The RFC3339 specification has the following advantages:

- Defined date, time, timezone, date-time format
- 4 digit year
- Fractional seconds
- Human readable
- No redundant information like weekday name
- Simple specification, easily machine readable

### RFC3339 format specification

```
date-fullyear = 4DIGIT
date-month = 2DIGIT ; 01-12
date-mday = 2DIGIT ; 01-28, 01-29, 01-30, 01-31 based on
; month/year
time-hour = 2DIGIT ; 00-23
time-minute = 2DIGIT ; 00-59
time-second = 2DIGIT ; 00-58, 00-59, 00-60 based on leap second
; rules
time-secfrac = "." 1*DIGIT
time-numoffset = ("+" / "-") time-hour ":" time-minute
time-offset = "Z" / time-numoffset

partial-time = time-hour ":" time-minute ":" time-second [time-secfrac]

full-date = date-fullyear "-" date-month "-" date-mday
full-time = partial-time time-offset

date-time = full-date "T" full-time
```

`udatetime` specific format addons:

- time-secfrac from 1DIGIT up to 6DIGIT
- time-secfrac will be normalized to microseconds
- time-offset is optional.

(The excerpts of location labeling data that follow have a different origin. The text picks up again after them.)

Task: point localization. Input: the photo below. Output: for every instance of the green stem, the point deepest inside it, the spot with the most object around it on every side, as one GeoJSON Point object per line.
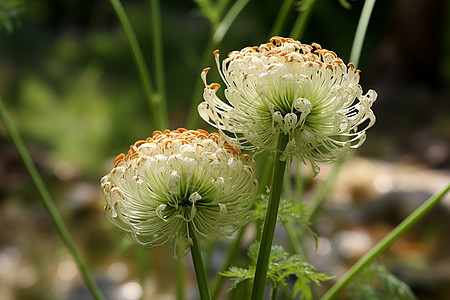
{"type": "Point", "coordinates": [281, 17]}
{"type": "Point", "coordinates": [180, 275]}
{"type": "Point", "coordinates": [274, 293]}
{"type": "Point", "coordinates": [48, 202]}
{"type": "Point", "coordinates": [361, 31]}
{"type": "Point", "coordinates": [233, 251]}
{"type": "Point", "coordinates": [264, 175]}
{"type": "Point", "coordinates": [379, 248]}
{"type": "Point", "coordinates": [159, 59]}
{"type": "Point", "coordinates": [299, 183]}
{"type": "Point", "coordinates": [144, 75]}
{"type": "Point", "coordinates": [289, 226]}
{"type": "Point", "coordinates": [198, 266]}
{"type": "Point", "coordinates": [270, 220]}
{"type": "Point", "coordinates": [144, 265]}
{"type": "Point", "coordinates": [293, 238]}
{"type": "Point", "coordinates": [302, 19]}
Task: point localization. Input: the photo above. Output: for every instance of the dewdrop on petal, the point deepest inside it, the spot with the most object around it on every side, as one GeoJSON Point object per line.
{"type": "Point", "coordinates": [176, 180]}
{"type": "Point", "coordinates": [285, 87]}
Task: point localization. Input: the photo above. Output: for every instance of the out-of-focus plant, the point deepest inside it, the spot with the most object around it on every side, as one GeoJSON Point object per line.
{"type": "Point", "coordinates": [10, 11]}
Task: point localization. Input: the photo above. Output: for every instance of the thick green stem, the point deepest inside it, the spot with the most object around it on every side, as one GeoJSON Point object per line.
{"type": "Point", "coordinates": [270, 220]}
{"type": "Point", "coordinates": [48, 202]}
{"type": "Point", "coordinates": [153, 101]}
{"type": "Point", "coordinates": [198, 266]}
{"type": "Point", "coordinates": [274, 293]}
{"type": "Point", "coordinates": [180, 276]}
{"type": "Point", "coordinates": [361, 31]}
{"type": "Point", "coordinates": [385, 243]}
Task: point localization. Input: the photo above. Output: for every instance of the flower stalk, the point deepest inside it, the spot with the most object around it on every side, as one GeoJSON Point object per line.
{"type": "Point", "coordinates": [198, 266]}
{"type": "Point", "coordinates": [385, 243]}
{"type": "Point", "coordinates": [270, 220]}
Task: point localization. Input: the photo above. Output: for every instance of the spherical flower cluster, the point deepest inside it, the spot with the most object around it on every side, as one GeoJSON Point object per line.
{"type": "Point", "coordinates": [285, 87]}
{"type": "Point", "coordinates": [178, 182]}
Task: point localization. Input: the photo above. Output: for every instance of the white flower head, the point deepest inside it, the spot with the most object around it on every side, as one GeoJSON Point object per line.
{"type": "Point", "coordinates": [285, 87]}
{"type": "Point", "coordinates": [176, 181]}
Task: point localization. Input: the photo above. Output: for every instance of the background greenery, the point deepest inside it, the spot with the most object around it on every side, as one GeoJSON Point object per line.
{"type": "Point", "coordinates": [70, 83]}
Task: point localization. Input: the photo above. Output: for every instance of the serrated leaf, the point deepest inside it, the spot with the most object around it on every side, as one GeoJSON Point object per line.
{"type": "Point", "coordinates": [281, 267]}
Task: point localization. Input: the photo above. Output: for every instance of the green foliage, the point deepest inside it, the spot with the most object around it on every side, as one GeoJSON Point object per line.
{"type": "Point", "coordinates": [212, 11]}
{"type": "Point", "coordinates": [345, 4]}
{"type": "Point", "coordinates": [377, 283]}
{"type": "Point", "coordinates": [288, 213]}
{"type": "Point", "coordinates": [9, 13]}
{"type": "Point", "coordinates": [281, 267]}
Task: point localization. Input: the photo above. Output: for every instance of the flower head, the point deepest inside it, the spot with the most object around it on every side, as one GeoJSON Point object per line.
{"type": "Point", "coordinates": [176, 180]}
{"type": "Point", "coordinates": [285, 87]}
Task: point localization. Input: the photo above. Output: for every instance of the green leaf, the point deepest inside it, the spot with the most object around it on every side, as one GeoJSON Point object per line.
{"type": "Point", "coordinates": [281, 267]}
{"type": "Point", "coordinates": [9, 13]}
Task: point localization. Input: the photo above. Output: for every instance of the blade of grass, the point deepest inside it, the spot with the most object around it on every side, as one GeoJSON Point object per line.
{"type": "Point", "coordinates": [387, 241]}
{"type": "Point", "coordinates": [361, 31]}
{"type": "Point", "coordinates": [153, 100]}
{"type": "Point", "coordinates": [159, 60]}
{"type": "Point", "coordinates": [48, 202]}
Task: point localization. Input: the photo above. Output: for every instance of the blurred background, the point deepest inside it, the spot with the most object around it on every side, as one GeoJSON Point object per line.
{"type": "Point", "coordinates": [69, 81]}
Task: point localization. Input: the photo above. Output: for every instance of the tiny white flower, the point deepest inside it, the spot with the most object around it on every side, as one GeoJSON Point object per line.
{"type": "Point", "coordinates": [176, 180]}
{"type": "Point", "coordinates": [285, 87]}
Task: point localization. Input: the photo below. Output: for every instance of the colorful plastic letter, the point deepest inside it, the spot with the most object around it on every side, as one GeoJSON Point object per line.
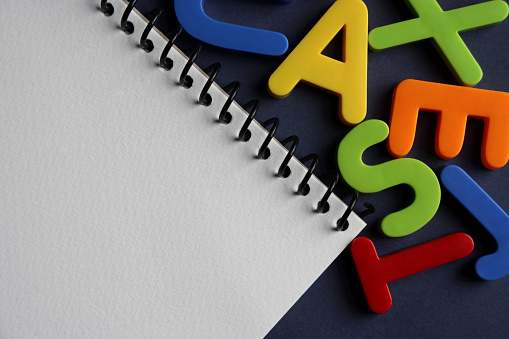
{"type": "Point", "coordinates": [370, 179]}
{"type": "Point", "coordinates": [454, 104]}
{"type": "Point", "coordinates": [347, 79]}
{"type": "Point", "coordinates": [489, 214]}
{"type": "Point", "coordinates": [193, 19]}
{"type": "Point", "coordinates": [443, 28]}
{"type": "Point", "coordinates": [375, 273]}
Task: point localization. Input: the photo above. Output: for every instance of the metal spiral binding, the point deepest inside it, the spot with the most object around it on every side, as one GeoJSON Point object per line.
{"type": "Point", "coordinates": [225, 117]}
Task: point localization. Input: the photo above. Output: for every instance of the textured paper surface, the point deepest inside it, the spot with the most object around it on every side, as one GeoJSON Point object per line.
{"type": "Point", "coordinates": [126, 210]}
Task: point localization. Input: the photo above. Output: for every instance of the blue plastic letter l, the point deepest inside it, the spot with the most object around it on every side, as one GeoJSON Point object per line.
{"type": "Point", "coordinates": [496, 265]}
{"type": "Point", "coordinates": [193, 19]}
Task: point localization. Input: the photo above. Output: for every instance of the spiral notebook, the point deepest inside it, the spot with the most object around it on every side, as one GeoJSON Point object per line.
{"type": "Point", "coordinates": [127, 210]}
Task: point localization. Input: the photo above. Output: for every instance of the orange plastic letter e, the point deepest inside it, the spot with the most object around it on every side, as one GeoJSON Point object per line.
{"type": "Point", "coordinates": [454, 104]}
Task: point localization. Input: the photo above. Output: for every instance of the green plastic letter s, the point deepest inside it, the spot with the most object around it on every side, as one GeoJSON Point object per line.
{"type": "Point", "coordinates": [371, 179]}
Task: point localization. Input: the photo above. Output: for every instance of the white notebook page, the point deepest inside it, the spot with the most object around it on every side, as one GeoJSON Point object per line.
{"type": "Point", "coordinates": [126, 210]}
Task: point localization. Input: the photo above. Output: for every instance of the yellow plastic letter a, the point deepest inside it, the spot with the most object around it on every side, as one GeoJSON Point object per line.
{"type": "Point", "coordinates": [346, 79]}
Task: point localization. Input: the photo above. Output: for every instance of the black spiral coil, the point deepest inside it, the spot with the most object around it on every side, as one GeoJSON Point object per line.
{"type": "Point", "coordinates": [225, 117]}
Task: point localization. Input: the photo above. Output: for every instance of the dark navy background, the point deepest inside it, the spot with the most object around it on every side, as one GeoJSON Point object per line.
{"type": "Point", "coordinates": [448, 301]}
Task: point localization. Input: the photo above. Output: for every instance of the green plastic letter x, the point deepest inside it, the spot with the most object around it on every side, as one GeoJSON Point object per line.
{"type": "Point", "coordinates": [443, 27]}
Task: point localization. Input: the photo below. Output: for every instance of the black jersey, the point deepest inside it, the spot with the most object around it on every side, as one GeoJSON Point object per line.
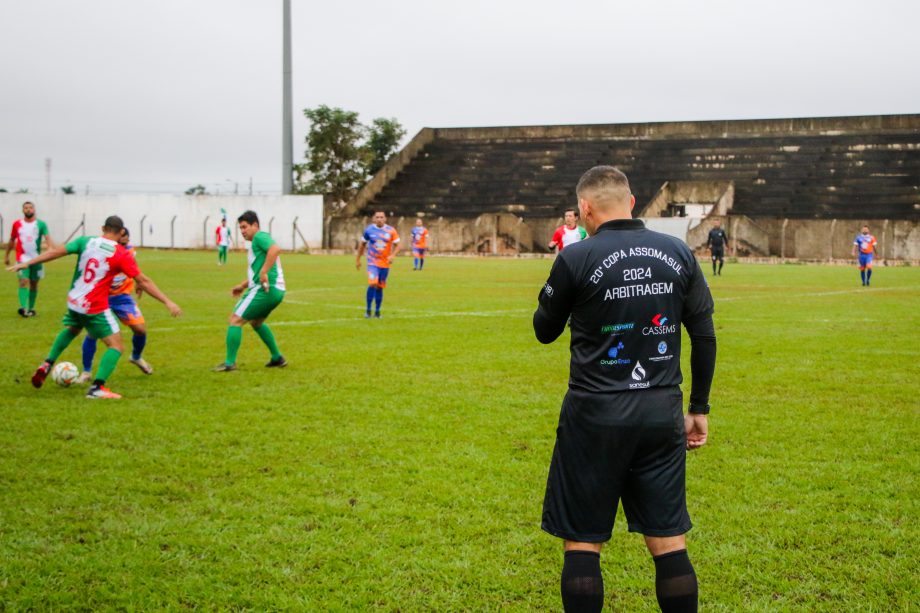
{"type": "Point", "coordinates": [627, 290]}
{"type": "Point", "coordinates": [717, 238]}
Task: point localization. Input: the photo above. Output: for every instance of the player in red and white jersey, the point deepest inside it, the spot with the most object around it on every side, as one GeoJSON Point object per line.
{"type": "Point", "coordinates": [26, 239]}
{"type": "Point", "coordinates": [100, 260]}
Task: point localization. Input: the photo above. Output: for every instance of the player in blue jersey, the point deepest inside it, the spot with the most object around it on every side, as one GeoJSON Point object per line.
{"type": "Point", "coordinates": [865, 244]}
{"type": "Point", "coordinates": [382, 244]}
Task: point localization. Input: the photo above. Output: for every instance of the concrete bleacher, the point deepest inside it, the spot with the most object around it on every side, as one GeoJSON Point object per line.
{"type": "Point", "coordinates": [846, 168]}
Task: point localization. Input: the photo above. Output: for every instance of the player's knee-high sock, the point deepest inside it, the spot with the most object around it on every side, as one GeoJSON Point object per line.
{"type": "Point", "coordinates": [138, 342]}
{"type": "Point", "coordinates": [675, 583]}
{"type": "Point", "coordinates": [89, 352]}
{"type": "Point", "coordinates": [265, 333]}
{"type": "Point", "coordinates": [60, 344]}
{"type": "Point", "coordinates": [234, 338]}
{"type": "Point", "coordinates": [582, 583]}
{"type": "Point", "coordinates": [107, 365]}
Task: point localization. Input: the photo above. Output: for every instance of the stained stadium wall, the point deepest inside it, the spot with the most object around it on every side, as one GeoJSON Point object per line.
{"type": "Point", "coordinates": [181, 222]}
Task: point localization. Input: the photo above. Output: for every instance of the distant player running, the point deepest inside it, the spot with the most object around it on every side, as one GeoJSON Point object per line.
{"type": "Point", "coordinates": [717, 243]}
{"type": "Point", "coordinates": [223, 242]}
{"type": "Point", "coordinates": [27, 240]}
{"type": "Point", "coordinates": [129, 313]}
{"type": "Point", "coordinates": [382, 244]}
{"type": "Point", "coordinates": [100, 259]}
{"type": "Point", "coordinates": [260, 294]}
{"type": "Point", "coordinates": [568, 233]}
{"type": "Point", "coordinates": [419, 244]}
{"type": "Point", "coordinates": [865, 243]}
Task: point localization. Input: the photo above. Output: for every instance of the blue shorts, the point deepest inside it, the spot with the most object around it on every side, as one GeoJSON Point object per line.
{"type": "Point", "coordinates": [377, 275]}
{"type": "Point", "coordinates": [126, 309]}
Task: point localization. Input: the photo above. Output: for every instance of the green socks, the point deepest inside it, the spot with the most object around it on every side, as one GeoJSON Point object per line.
{"type": "Point", "coordinates": [60, 343]}
{"type": "Point", "coordinates": [265, 333]}
{"type": "Point", "coordinates": [107, 364]}
{"type": "Point", "coordinates": [234, 338]}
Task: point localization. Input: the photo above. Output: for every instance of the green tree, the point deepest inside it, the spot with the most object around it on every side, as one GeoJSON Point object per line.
{"type": "Point", "coordinates": [196, 190]}
{"type": "Point", "coordinates": [383, 141]}
{"type": "Point", "coordinates": [342, 153]}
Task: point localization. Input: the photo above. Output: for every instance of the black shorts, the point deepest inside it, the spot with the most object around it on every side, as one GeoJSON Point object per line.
{"type": "Point", "coordinates": [629, 446]}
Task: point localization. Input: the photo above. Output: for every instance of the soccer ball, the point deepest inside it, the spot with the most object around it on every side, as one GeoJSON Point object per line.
{"type": "Point", "coordinates": [65, 374]}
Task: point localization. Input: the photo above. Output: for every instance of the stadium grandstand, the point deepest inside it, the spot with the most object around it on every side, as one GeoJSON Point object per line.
{"type": "Point", "coordinates": [503, 189]}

Missing time-offset will be treated as UTC.
- spaces will be eliminated

## Why in C?

The Python `datetime` library is flexible but painfully slow, when it comes to
parsing and formating. High performance applications like web services or
logging benefit from fast underlying libraries. Restricting the input format
to one standard allows for optimization and results in speed improvements.